HARRISBURG -- A politically divisive plan that would direct millions in tax breaks toward Pennsylvania cable giant Comcast Corp., allowing the company to move into a 60-story skyscraper headquarters in the heart of Philadelphia, received a public airing yesterday in the state Capitol.
And some Center City building owners, fearing the new tower would cut into their own business, have begun protesting the on-again, off-again proposal by turning off the lights in their office high-rises. More than 10 building owners are participating in the visual protest, dimming the city skyline's brightest buildings.

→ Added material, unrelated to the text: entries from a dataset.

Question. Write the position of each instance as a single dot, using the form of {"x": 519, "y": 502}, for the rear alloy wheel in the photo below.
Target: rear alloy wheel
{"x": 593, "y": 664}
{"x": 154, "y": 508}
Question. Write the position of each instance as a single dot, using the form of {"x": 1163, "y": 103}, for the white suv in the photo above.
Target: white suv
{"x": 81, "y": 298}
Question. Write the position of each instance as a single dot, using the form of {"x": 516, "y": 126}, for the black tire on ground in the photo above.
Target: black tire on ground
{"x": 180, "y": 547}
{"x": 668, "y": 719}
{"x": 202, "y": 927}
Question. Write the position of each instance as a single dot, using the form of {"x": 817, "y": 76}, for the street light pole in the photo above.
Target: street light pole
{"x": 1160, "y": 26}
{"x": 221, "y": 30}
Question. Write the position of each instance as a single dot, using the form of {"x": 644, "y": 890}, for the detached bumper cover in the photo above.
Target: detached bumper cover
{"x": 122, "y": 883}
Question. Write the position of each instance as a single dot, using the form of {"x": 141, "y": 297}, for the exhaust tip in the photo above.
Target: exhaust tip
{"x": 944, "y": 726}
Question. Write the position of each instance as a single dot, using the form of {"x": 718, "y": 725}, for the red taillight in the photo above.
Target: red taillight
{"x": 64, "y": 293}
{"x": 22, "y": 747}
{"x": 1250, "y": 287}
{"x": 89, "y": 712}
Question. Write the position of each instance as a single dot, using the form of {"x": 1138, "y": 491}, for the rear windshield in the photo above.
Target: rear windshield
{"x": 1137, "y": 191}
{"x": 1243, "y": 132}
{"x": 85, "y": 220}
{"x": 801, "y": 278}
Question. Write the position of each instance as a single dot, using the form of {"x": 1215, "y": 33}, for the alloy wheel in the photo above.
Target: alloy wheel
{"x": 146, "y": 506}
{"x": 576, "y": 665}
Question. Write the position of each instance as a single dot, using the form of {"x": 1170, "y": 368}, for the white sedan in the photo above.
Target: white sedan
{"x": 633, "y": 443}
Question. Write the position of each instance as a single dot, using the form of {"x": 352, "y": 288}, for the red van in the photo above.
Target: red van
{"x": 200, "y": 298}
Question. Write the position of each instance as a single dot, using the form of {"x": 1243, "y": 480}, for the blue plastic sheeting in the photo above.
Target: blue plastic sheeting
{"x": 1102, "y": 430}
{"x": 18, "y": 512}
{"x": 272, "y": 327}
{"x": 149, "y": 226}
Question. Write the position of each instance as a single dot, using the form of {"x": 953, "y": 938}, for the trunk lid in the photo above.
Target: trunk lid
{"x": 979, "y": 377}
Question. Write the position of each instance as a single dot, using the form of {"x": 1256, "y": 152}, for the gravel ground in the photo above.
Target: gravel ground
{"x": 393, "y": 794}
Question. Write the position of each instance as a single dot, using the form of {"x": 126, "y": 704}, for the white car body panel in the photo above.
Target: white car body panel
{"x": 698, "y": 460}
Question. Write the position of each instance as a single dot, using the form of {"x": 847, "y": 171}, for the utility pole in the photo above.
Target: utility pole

Led by the Center City Owners Association, opponents turned the lights off starting Thursday, and say they plan to do so until they win their battle. Liberty Place towers, Bell Atlantic Tower and the city's Mellon Center were among the darkened buildings.
Dozens of opponents to the Comcast proposal crammed into a tiny hearing room yesterday, listening to testimony before the Senate Finance Committee. That committee will decide whether the plan, allowing Comcast to take advantage of 15 years worth of tax abatements after it relocates its corporate headquarters, will be sent to the full Senate for consideration.
Advocates -- including Comcast, the proposed building's developer, Gov. Ed Rendell and, tentatively, the mayor of Philadelphia -- say the new building would help keep one of the state's biggest employers in Pennsylvania, adding new jobs and dramatically changing the city's skyline along the way.
The proposed building, called One Pennsylvania Place, would be the tallest between New York and Chicago.
Critics, mainly property owners and workers from the city's downtown, say the city's office vacancy rate is already too high. A new, subsidized tower would make a tepid rental market worse, driving down price or drawing away tenants who would prefer to do business tax-free, they say.
"It's draining resources from other towers," said Ray Griffin, a Philadelphia resident who works at the Shops at Liberty Place, a posh downtown mall. "It's going to cut down on floor traffic into the mall."
The tower, whose builders, Liberty Property Trust, have dedicated at least 40 percent of the rental space to Comcast, would be built on what's now a parking lot, at JFK Boulevard and 17th Street. But before the tower will be built, Liberty says it must receive a "Keystone Opportunity Improvement Zone" designation for the property to draw Comcast as a lead tenant.
Without Comcast, it won't build the $480 million tower, said John Gattuso, a senior vice president at Liberty. "The two are intertwined," he said, even though his company has previously built office towers without first securing a major corporate tenant.
The Keystone abatement program, created in the 1990s under former Gov. Tom Ridge, offers a decade or more in business tax breaks to tenants on such sites, and there are hundreds of them across the state, including more than a dozen in Allegheny County.
The program was conceived as one that would foster development on blighted or old industrial properties, which without the tax breaks tied to them would be unattractive to businesses. Some critics of Rendell's plan say giving money to a well-to-do company, so it can transplant its headquarters from one part of the city to another, is a misapplication of the Keystone program.